[SOLVED] Profile debug or release cuda code?

Profile debug or release cuda code?

I have been profiling an application with nvprof and nvvp (5.5) in order to optimize it. However, I get totally different results for some metrics/events like inst_replay_overhead, ipc or branch_efficiency, etc. when I'm profiling the debug (-G) and release version of the code.

so my question is: which version should I profile? The release or debug version? Or the choice depends upon what I'm looking for?

I found CUDA - Visual Profiler and Control Flow Divergence where is stated that a debug (-G) version is needed to properly measure the divergent branches metric, but I am not sure about other metrics.

Solution

Profiling usually implies that you care about performance.

If you care about performance, you should profile the release version of a CUDA code.

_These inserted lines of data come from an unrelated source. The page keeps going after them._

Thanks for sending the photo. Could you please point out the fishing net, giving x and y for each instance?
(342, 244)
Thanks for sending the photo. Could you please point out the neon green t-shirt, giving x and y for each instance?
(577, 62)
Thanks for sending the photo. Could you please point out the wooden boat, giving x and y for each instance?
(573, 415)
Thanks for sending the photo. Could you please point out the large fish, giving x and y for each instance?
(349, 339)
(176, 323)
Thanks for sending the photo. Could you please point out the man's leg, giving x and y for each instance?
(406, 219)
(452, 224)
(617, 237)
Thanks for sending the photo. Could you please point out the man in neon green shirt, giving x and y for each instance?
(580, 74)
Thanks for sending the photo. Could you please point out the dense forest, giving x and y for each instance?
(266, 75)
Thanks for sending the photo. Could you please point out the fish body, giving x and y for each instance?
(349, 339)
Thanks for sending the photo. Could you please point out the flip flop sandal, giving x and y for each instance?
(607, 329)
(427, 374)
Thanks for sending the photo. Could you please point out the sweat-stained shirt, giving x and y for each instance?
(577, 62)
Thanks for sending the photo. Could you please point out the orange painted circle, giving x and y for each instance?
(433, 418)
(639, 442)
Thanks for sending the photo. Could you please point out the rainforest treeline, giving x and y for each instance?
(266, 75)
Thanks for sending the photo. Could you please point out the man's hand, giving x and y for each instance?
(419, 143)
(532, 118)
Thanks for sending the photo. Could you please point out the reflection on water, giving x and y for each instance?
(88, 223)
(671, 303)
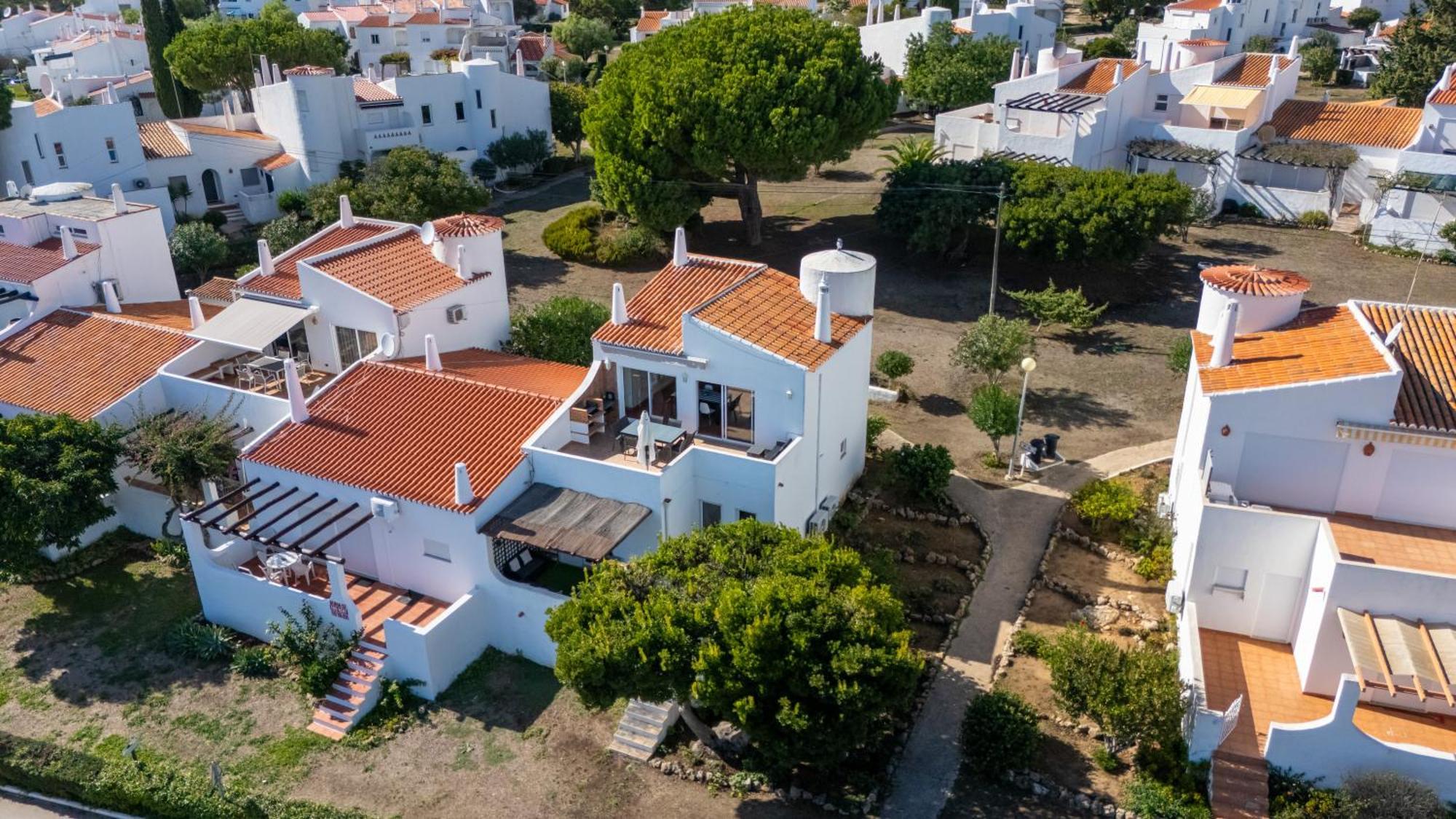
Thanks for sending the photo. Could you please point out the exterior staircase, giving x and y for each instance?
(353, 694)
(1241, 786)
(643, 729)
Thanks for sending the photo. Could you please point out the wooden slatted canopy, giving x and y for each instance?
(1409, 654)
(567, 522)
(317, 523)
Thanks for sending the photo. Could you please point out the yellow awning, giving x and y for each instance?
(1222, 97)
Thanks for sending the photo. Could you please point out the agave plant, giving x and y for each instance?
(909, 151)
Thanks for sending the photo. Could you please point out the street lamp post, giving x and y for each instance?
(1027, 366)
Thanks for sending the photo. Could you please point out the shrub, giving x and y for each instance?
(1029, 643)
(895, 365)
(1314, 219)
(1180, 355)
(1001, 733)
(874, 424)
(253, 662)
(200, 640)
(1107, 505)
(922, 470)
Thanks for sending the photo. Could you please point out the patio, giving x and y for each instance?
(1266, 675)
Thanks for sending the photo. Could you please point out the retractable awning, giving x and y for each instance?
(251, 324)
(566, 521)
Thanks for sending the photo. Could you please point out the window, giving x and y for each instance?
(355, 344)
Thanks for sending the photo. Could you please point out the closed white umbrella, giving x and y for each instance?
(644, 440)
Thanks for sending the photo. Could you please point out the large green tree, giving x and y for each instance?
(221, 55)
(946, 71)
(790, 637)
(408, 184)
(720, 104)
(1420, 50)
(55, 472)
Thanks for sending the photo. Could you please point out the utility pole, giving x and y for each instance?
(1001, 200)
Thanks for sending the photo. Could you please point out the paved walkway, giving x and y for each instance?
(1018, 523)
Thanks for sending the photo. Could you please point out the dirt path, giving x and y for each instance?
(1018, 523)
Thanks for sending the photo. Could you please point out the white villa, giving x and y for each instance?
(1315, 547)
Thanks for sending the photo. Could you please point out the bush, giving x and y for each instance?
(1029, 643)
(874, 424)
(922, 471)
(253, 662)
(200, 640)
(1314, 219)
(1001, 733)
(1107, 505)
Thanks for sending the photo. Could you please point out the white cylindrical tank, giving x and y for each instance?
(480, 235)
(851, 276)
(1267, 298)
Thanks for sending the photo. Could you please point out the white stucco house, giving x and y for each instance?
(442, 496)
(1315, 545)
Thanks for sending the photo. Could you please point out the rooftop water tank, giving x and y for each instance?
(1266, 298)
(851, 276)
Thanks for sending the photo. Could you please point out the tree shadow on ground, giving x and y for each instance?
(1072, 408)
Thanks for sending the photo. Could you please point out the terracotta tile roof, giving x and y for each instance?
(400, 272)
(216, 289)
(769, 312)
(285, 280)
(656, 314)
(1345, 123)
(1256, 280)
(81, 363)
(366, 91)
(1251, 71)
(174, 314)
(545, 379)
(216, 132)
(25, 264)
(161, 142)
(1099, 79)
(1320, 344)
(276, 162)
(468, 225)
(400, 430)
(1426, 350)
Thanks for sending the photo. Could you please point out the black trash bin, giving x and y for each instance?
(1052, 445)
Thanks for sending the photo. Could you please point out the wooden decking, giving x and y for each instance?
(376, 601)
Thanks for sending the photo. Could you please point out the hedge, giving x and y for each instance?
(148, 786)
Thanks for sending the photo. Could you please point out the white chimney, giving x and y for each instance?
(298, 410)
(823, 331)
(464, 493)
(1224, 336)
(264, 258)
(620, 305)
(108, 293)
(462, 264)
(681, 247)
(194, 311)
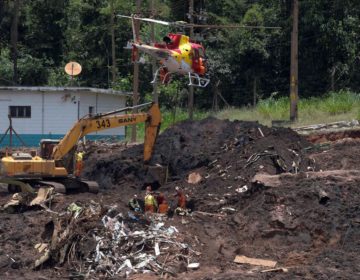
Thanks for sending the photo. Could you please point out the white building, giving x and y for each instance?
(50, 112)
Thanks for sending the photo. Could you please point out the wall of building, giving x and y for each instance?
(53, 113)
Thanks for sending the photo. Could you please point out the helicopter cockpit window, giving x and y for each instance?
(196, 53)
(201, 53)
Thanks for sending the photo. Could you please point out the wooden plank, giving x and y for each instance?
(253, 261)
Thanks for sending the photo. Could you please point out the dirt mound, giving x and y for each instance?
(291, 212)
(192, 145)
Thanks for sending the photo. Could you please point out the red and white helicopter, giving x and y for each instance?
(177, 53)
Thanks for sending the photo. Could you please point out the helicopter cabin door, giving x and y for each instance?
(197, 61)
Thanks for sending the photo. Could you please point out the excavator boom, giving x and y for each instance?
(100, 122)
(23, 171)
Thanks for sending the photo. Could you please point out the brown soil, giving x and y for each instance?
(291, 223)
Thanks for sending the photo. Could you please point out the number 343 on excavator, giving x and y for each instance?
(53, 167)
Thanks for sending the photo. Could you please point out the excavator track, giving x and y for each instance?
(92, 186)
(58, 187)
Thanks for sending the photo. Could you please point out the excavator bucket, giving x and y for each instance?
(152, 127)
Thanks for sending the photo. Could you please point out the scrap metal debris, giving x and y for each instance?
(107, 243)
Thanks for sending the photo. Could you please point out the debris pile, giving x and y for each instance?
(223, 147)
(108, 243)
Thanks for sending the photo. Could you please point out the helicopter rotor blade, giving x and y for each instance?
(147, 19)
(189, 25)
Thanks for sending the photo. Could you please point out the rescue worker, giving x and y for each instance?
(150, 201)
(163, 207)
(79, 162)
(181, 204)
(134, 204)
(160, 198)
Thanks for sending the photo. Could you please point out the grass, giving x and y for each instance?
(336, 106)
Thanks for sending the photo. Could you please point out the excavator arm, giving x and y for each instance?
(110, 120)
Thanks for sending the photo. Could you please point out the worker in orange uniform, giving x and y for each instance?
(181, 205)
(150, 201)
(163, 205)
(160, 198)
(79, 162)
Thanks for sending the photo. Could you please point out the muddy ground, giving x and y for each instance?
(308, 221)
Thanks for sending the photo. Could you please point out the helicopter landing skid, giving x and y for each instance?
(164, 76)
(194, 79)
(197, 81)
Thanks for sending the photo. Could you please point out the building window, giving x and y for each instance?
(20, 111)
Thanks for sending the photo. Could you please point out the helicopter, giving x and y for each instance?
(177, 53)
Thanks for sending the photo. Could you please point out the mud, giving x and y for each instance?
(290, 223)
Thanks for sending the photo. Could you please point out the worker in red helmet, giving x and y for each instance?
(150, 201)
(181, 203)
(79, 165)
(163, 207)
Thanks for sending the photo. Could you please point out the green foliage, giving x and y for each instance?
(339, 102)
(53, 32)
(341, 105)
(274, 108)
(6, 67)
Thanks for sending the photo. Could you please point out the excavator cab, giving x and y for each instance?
(47, 147)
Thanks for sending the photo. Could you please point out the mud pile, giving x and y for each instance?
(262, 192)
(205, 144)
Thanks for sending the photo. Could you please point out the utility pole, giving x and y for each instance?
(136, 70)
(153, 61)
(191, 88)
(112, 30)
(294, 90)
(14, 39)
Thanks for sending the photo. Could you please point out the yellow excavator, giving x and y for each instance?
(52, 168)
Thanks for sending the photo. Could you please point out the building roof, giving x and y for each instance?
(67, 89)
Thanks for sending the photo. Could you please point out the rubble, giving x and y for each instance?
(299, 208)
(119, 245)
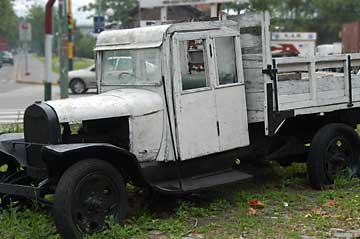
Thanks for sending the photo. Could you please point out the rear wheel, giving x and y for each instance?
(334, 152)
(87, 193)
(77, 86)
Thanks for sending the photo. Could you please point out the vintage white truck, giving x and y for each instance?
(194, 102)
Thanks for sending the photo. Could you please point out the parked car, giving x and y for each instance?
(7, 57)
(80, 81)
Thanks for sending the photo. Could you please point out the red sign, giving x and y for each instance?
(4, 44)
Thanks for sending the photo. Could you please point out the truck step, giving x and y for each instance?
(203, 181)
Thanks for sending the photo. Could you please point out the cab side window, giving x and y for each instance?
(226, 60)
(193, 64)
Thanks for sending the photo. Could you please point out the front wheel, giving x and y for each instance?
(87, 193)
(334, 152)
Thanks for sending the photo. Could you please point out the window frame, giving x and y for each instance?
(107, 84)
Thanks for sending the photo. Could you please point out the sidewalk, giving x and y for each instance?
(36, 69)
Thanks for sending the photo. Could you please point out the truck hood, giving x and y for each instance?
(116, 103)
(78, 72)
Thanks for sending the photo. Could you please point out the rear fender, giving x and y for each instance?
(60, 157)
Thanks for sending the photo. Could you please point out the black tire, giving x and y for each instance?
(77, 86)
(334, 151)
(86, 194)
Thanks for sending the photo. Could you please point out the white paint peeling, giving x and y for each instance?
(116, 103)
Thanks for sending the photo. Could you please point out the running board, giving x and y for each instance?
(202, 181)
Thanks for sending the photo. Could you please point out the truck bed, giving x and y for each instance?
(301, 85)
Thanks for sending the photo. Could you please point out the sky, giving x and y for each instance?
(21, 9)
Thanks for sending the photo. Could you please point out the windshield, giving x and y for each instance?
(131, 67)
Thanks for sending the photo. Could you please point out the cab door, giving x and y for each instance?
(230, 92)
(210, 104)
(195, 108)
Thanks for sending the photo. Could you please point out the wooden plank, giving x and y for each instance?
(253, 61)
(247, 20)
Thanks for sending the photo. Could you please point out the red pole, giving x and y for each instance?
(48, 16)
(48, 49)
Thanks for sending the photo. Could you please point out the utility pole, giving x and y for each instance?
(48, 49)
(63, 51)
(70, 36)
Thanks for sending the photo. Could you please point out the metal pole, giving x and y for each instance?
(26, 59)
(48, 49)
(63, 36)
(163, 14)
(70, 36)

The debug version (-G) will generate different code, which usually runs slower. There's little point in doing performance analysis (including execution time measurement, benchmarking, profiling, etc.) on a debug version of a CUDA code, in my opinion, for this reason.

The -G switch turns off most optimizations that the device code compiler might ordinarily make, which has a large effect on code generation and also often a large effect on performance. The reason for the disabling of optimizations is to facilitate debug of code, which is the primary reason for the -G switch and for a debug version of your code.